The dragon was red when Krysta Svore, now head of the quantum computing group at Microsoft Research, was a student in Aho’s class at Columbia. Even as advanced an application as a quantum program relies on the same ideas the two developed in the 1960s and 1970s. “What they’re winning for is part of the foundation of what I and my team are working on for this next type of computer,” she says. “What they developed is still critical for writing programs across smartphones, across quantum computers, across your laptop. These technologies are very much forever critical.”
“What they developed is still critical for writing programs across smartphones, across quantum computers, across your laptop. These technologies are very much forever critical.”
In Aho’s class, he asked students to write their own domain-specific language. Svore wrote a quantum computer language, and enjoyed the experience so much that she asked Aho to become one of her thesis advisers.
The men streamlined the process of creating compilers even further by developing tools such as the Lex lexical analyzer generator, and the yacc parser generator, both of which automate the building of compiler components. Aho, along with Peter Weinberger and Brian Kernighan, also developed AWK, a “little language” to simplify some common data processing tasks. “To do these operations in C would require you to write 100 or 200 lines of C,” Aho says. “We could specify these routine data processing tasks with one or two lines of AWK.”
Aho and Ullman each have written several other books, both together and with other authors, including The Design and Analysis of Computing Algorithms with previous Turing Award recipient John Hopcroft, which laid down a framework for analyzing and teaching algorithms. They’ve received other awards for their work, including IEEE’s John von Neumann Medal in 2010 for outstanding contributions to computer science.

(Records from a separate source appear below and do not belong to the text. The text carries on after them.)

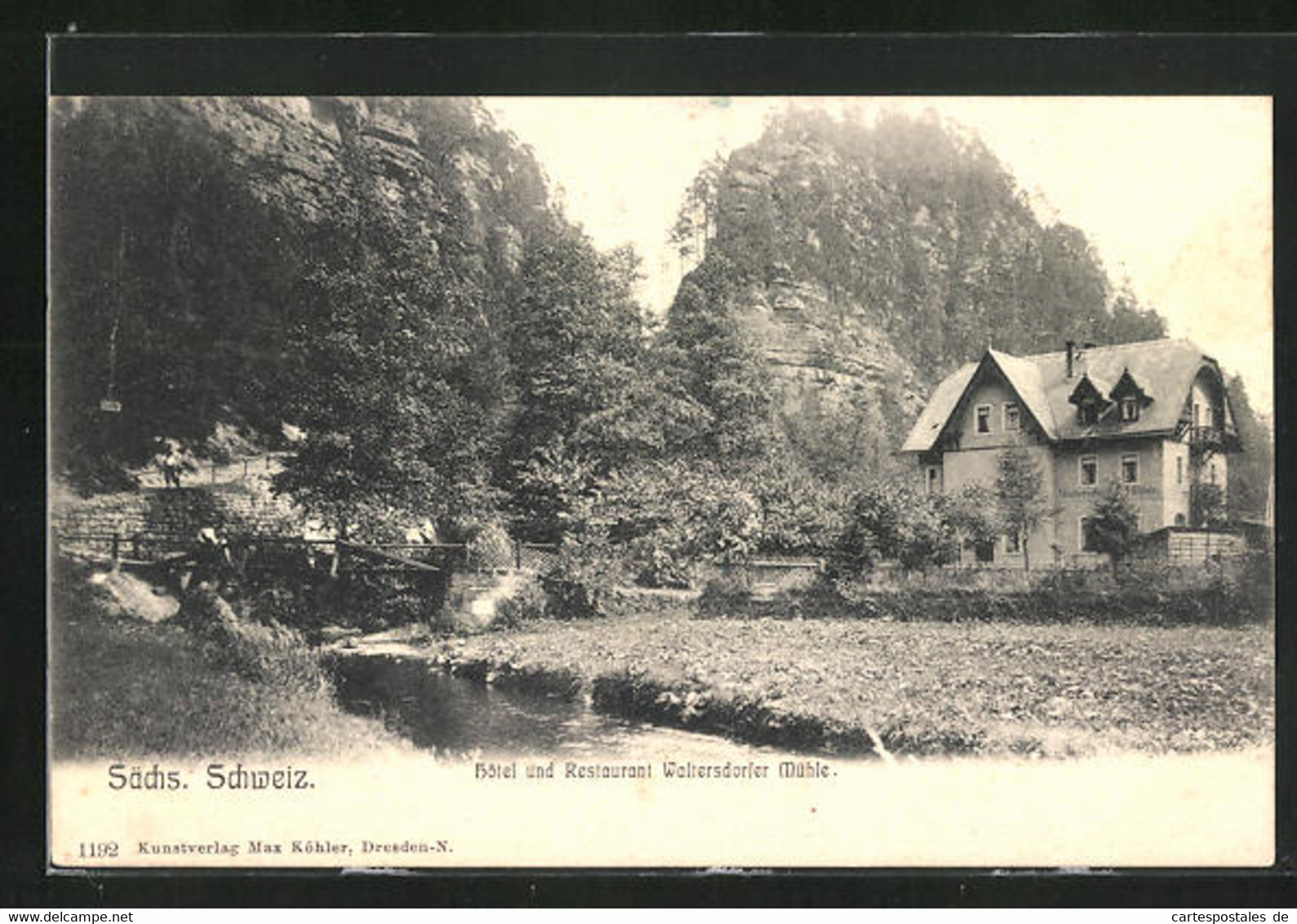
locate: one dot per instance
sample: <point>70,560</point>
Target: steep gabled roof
<point>1164,369</point>
<point>938,409</point>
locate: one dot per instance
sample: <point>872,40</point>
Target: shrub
<point>489,547</point>
<point>726,592</point>
<point>526,604</point>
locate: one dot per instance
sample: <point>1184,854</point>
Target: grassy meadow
<point>920,686</point>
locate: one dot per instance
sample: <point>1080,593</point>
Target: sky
<point>1174,193</point>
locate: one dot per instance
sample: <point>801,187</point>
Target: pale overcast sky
<point>1174,193</point>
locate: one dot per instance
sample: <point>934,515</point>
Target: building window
<point>1011,417</point>
<point>1130,469</point>
<point>933,483</point>
<point>1088,535</point>
<point>1088,471</point>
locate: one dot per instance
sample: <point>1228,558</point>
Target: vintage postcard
<point>660,482</point>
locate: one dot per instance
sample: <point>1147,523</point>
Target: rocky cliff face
<point>299,152</point>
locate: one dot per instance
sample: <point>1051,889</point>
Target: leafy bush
<point>489,547</point>
<point>528,604</point>
<point>893,522</point>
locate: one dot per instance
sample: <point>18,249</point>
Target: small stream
<point>455,715</point>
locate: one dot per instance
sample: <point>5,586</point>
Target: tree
<point>1019,490</point>
<point>1252,470</point>
<point>1114,522</point>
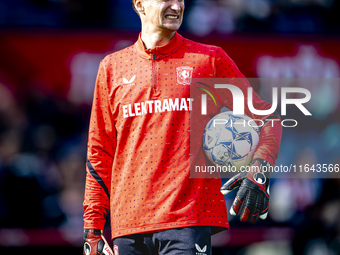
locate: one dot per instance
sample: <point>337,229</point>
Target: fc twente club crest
<point>184,75</point>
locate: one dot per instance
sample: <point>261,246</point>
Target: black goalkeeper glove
<point>95,243</point>
<point>253,194</point>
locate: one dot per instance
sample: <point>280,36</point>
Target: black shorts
<point>177,241</point>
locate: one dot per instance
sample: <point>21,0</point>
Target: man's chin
<point>171,27</point>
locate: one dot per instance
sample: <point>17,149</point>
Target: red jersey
<point>138,151</point>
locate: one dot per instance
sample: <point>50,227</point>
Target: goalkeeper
<point>138,162</point>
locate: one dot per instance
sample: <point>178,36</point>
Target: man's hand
<point>253,192</point>
<point>95,243</point>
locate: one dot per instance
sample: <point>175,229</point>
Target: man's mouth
<point>172,16</point>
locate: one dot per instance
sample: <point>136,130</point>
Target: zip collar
<point>158,52</point>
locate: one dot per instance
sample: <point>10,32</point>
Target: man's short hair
<point>133,6</point>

The Turing Award comes with a $1-million cash prize that Aho and Ullman will split. Neither is sure yet what he’ll do with the money. After a year of laying low due to the coronavirus pandemic, Ullman says, “I wouldn’t mind going out to a restaurant and having a nice meal.”
Broader Applications
The men say young people studying computer science, and even those who are not, could benefit from considering how thinking algorithmically fits into the wider world. “The future of computer science lies in applying the ideas more broadly,” Aho says. “They should study not just computer science, but another discipline like biology, because there are fascinating opportunities for the application of computer science ideas to biological problems like how does the body work, how does the disease work?” The most intriguing question computer scientists might address, he suggests, is “how does the brain work?”
Ullman says everybody should be able to think about the world computationally, no matter what they do, just as people who are not professional writers ought to know how to write. Similarly, he says, everyone should be able to describe things precisely, even at such a high level of abstraction that it may not look like programming. “You’ve got to say what you mean and mean what you say,” he says. “No matter what you do in life, you need to understand how to use computers, which usually means being able to write at least simple code in some appropriate language.”